[![Open In Colab](https://colab.research.google.com/assets/colab-badge.svg)](
https://colab.research.google.com/github/Klabauterkerl/finnish-chopper/blob/main/fairseq_morfessor.ipynb)

In [None]:
# Install fairseq and other dependencies
%pip install sacrebleu sentencepiece
%pip install tensorboardX
%pip install subword-nmt
%pip install sacremoses
# Needed because otherwise fairseq generate will fail bacause of wrong version of pytorch on colab
%pip install torch==1.12.1+cu113 torchvision==0.13.1+cu113 torchaudio==0.12.1 --extra-index-url https://download.pytorch.org/whl/cu113
%pip install fairseq

In [None]:
# Mount Google Drive
from google.colab import drive
drive.mount('/content/drive')

# Define paths for the mounted Google Drive
base_path = "/content/drive/MyDrive/translation_model"
dataset_path = f"{base_path}/dataset"
!mkdir -p "{dataset_path}"
data_bin_path = f"{base_path}/data-bin"
checkpoints_path = f"{base_path}/checkpoints"
logs_path = f"{base_path}/logs"

!mkdir -p "{dataset_path}"
!mkdir -p "{data_bin_path}"
!mkdir -p "{checkpoints_path}"
!mkdir -p "{logs_path}"

In [None]:
# Define paths when locally running
base_path = "data"
dataset_path = f"{base_path}/dataset"
data_bin_path = f"{base_path}/data-bin"
checkpoints_path = f"{base_path}/checkpoints"
logs_path = f"{base_path}/logs"

!mkdir -p "{dataset_path}"
!mkdir -p "{data_bin_path}"
!mkdir -p "{checkpoints_path}"
!mkdir -p "{logs_path}"

In [None]:
# Download and extract dataset
!wget -P "{dataset_path}" https://www.statmt.org/europarl/v9/training/europarl-v9.fi-en.tsv.gz
!gunzip "{dataset_path}/europarl-v9.fi-en.tsv.gz"

In [None]:
# Split dataset into two files, each containing one column of the original dataset
!cut -f1 {dataset_path}/europarl-v9.fi-en.tsv > {dataset_path}/europarl-v9.fi
!cut -f2 {dataset_path}/europarl-v9.fi-en.tsv > {dataset_path}/europarl-v9.en

## Tokenization & Normalization

Before training a Morfessor Model on the provided Dataset the text has to be preprocessed for optimal function.

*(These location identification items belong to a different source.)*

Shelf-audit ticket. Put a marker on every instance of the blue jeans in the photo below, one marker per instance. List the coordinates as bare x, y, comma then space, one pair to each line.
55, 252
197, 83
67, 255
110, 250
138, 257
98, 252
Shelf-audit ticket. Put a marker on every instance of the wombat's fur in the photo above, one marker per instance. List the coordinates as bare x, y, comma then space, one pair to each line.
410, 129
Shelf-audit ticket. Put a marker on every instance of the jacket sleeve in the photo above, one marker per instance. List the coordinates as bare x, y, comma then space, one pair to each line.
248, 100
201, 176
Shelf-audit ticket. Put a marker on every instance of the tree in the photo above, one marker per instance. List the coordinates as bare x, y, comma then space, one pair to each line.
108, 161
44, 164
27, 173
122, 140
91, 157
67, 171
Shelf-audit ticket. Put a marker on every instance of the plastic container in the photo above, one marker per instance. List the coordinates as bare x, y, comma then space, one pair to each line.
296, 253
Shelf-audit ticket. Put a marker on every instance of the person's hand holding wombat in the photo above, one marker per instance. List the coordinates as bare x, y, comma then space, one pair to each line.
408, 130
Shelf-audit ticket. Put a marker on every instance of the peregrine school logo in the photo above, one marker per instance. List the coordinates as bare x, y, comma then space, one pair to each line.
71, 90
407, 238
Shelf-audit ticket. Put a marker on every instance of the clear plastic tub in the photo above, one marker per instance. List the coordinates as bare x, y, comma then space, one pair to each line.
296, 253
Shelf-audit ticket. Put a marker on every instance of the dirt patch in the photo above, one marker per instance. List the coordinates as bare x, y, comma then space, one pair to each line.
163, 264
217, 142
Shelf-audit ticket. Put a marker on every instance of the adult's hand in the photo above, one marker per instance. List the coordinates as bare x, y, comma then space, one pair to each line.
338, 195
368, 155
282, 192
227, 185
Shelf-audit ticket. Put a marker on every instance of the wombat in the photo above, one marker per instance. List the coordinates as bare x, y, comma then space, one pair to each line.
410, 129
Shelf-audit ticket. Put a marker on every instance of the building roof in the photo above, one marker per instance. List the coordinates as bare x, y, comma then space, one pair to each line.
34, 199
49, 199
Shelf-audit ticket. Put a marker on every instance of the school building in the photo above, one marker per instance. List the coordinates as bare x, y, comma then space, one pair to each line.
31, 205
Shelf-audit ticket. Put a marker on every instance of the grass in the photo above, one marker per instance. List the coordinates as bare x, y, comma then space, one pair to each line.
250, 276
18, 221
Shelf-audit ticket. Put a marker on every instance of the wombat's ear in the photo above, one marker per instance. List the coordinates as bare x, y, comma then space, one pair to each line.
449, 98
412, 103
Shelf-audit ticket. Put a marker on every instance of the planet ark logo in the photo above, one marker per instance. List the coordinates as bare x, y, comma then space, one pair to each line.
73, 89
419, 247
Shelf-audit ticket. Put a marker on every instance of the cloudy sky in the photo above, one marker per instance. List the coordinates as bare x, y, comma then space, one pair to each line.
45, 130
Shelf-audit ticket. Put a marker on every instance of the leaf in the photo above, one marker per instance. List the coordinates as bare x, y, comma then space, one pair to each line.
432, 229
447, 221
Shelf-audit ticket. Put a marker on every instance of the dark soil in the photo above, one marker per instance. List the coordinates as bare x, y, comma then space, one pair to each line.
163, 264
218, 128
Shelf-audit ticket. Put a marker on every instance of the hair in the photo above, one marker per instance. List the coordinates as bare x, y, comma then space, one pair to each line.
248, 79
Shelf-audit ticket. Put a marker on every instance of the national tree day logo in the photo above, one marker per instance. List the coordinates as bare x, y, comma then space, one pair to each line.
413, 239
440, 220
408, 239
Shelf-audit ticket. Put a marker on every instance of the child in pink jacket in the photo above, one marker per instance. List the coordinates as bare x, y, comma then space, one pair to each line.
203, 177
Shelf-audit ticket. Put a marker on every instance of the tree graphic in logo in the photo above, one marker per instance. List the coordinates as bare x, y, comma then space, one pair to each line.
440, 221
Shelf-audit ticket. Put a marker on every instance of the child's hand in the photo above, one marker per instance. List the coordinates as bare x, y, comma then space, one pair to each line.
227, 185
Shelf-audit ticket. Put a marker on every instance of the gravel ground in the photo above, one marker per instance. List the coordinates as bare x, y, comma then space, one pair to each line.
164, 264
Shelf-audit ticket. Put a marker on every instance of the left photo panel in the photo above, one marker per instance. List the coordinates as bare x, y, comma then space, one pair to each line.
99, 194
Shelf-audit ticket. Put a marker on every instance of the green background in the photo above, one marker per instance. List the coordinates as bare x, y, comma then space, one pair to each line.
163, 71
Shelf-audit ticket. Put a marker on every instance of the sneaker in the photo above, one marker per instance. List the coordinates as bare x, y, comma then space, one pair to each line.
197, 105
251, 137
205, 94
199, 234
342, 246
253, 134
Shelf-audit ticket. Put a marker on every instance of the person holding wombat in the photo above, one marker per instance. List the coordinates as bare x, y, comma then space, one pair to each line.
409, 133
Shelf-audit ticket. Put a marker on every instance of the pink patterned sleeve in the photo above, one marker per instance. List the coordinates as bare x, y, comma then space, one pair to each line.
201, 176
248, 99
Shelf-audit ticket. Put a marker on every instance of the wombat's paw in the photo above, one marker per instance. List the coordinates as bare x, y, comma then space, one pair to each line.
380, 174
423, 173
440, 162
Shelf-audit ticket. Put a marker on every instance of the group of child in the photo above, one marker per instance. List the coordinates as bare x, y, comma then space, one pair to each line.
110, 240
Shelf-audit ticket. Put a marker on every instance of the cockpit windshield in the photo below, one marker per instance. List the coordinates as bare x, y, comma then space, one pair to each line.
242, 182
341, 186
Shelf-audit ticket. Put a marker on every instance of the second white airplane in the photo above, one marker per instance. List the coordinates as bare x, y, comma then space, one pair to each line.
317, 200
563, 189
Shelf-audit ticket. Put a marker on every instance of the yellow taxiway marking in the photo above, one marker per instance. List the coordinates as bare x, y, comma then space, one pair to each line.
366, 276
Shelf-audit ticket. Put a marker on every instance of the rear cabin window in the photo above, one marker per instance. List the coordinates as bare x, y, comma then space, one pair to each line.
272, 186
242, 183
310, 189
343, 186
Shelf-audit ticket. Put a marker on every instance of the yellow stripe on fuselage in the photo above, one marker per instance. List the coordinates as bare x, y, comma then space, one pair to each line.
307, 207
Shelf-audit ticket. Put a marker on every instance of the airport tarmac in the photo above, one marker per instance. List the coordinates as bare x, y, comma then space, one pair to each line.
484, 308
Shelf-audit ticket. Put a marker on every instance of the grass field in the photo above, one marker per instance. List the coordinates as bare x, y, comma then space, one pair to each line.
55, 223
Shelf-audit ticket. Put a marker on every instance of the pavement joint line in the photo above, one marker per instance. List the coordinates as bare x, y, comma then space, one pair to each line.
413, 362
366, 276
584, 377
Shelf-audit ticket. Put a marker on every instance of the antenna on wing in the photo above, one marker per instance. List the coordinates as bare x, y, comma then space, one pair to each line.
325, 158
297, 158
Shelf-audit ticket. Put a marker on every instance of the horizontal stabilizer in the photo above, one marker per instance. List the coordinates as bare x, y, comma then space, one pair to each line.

Preprocessing steps taken:
- Tokenization
- Normalization
- Truecasing
- Corpus Cleaning (no sentences longer than 50 words)

In [None]:
# Train truecaser model for Finnish
!mosesdecoder/scripts/recaser/train-truecaser.perl \
-corpus {dataset_path}/train.fi \
-model {dataset_path}/truecase-model.fi

# Train truecaser model for English
!mosesdecoder/scripts/recaser/train-truecaser.perl \
-corpus {dataset_path}/train.en \
-model {dataset_path}/truecase-model.en

In [None]:
set_name = "train"

# Normalize punctuation and tokenize Finnish text
!cat {dataset_path}/{set_name}.fi | \
mosesdecoder/scripts/tokenizer/normalize-punctuation.perl fi | \
mosesdecoder/scripts/tokenizer/tokenizer.perl -threads 8 -no-escape -l fi \
> {dataset_path}/{set_name}.tok.fi

# Normalize punctuation and tokenize English text
!cat {dataset_path}/{set_name}.en | \
mosesdecoder/scripts/tokenizer/normalize-punctuation.perl en | \
mosesdecoder/scripts/tokenizer/tokenizer.perl -threads 8 -no-escape -l en \
> {dataset_path}/{set_name}.tok.en

# Truecase the tokenized Finnish text
!mosesdecoder/scripts/recaser/truecase.perl \
-model {dataset_path}/truecase-model.fi \
< {dataset_path}/{set_name}.tok.fi \
> {dataset_path}/{set_name}.tok.truecase.fi

# Truecase the tokenized English text
!mosesdecoder/scripts/recaser/truecase.perl \
-model {dataset_path}/truecase-model.en \
< {dataset_path}/{set_name}.tok.en \
> {dataset_path}/{set_name}.tok.truecase.en

# Clean the corpus
!perl mosesdecoder/scripts/training/clean-corpus-n.perl \
{dataset_path}/{set_name}.tok.truecase en fi \
{dataset_path}/{set_name}.tok.clean 1 50

## Morfesssor preprocessing

With Morfessor the Finnish words will be preprocessed by splitting off their suffixes and adding delemiters between the splits

This Information can be conatained in Finnish suffixes:
- Case
- Number
- Person
- Tense & Mood
- Possession
- Derivation
- Comparative and superlative forms

The delimiter chosen here is "|" as it used seldomly in the Finnish language.

In [None]:
# Install the Morfessor for Morfessor-Encoding
%pip install morfessor

# Create Morfessor directory and set its path
morfessor_path = f"{dataset_path}/morfessor"
!mkdir -p "{morfessor_path}"

# Learn Morfessor model from tokenized data
!morfessor -t "{dataset_path}/train.tok.clean.fi" -s "{morfessor_path}/model_fi.bin"

In [None]:
set_name = "train"

# Segment Finnish tokenized data using learned Morfessor model
!morfessor -l "/content/drive/MyDrive/translation_model/dataset/morfessor/model_fi.bin" -T - \
    --output-newlines --output-format "{analysis}  " --output-format-separator " |" \
    < "/content/drive/MyDrive/translation_model/dataset/{set_name}.tok.clean.fi" > \
    "/content/drive/MyDrive/translation_model/dataset/morfessor/{set_name}.morfessor.fi"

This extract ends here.